Ecuador’s transformation into a major drug trafficking hub and the ensuing three-year surge of violence reached a new level with Wednesday’s assassination of Fernando Villavicencio during a campaign rally in Quito, the capital. The candidate, who was not a front-runner, was known for speaking up against drug cartels.
Authorities have not disclosed a motive for the killing. An Ecuadorian judge on Friday ordered preventive detention for six Colombian men described by authorities as being suspected of involvement in the slaying.
Villavicencio, 59, was one of eight registered candidates for the Aug. 20 presidential election.
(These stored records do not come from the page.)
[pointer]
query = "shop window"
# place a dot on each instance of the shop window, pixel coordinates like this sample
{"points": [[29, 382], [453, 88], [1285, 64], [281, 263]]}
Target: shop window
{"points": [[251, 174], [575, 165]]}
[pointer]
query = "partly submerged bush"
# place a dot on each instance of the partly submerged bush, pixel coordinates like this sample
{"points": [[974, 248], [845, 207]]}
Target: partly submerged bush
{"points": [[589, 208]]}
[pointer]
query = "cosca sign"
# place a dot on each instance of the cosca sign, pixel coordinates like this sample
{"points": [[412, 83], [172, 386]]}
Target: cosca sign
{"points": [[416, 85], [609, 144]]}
He had accused Los Choneros and Macías, whom he linked to Mexico’s Sinaloa cartel, of threatening him and his campaign team days before the assassination.
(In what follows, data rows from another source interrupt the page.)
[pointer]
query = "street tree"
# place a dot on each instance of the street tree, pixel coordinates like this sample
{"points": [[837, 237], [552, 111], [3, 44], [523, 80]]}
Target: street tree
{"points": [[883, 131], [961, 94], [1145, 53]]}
Villavicencio believed popular support would keep him safe.
“You’re my bulletproof vest. I don’t need one. You’re a brave people and I’m as brave as you are,” he said at a public meeting in the city of Chone, the heart of Los Choneros territory. “Bring on the drug lords. Bring on the hitmen.”
Interior Minister Juan Zapata on Thursday described the assassination as a “political crime of a terrorist nature” aimed at sabotaging the election.
The snap election was called after Lasso, a conservative former banker, dissolved the National Assembly by decree in May, acting to avoid being impeached over allegations that he failed to intervene to end a faulty contract between the state-owned oil transport company and a private tanker company. Lasso isn’t running in the election.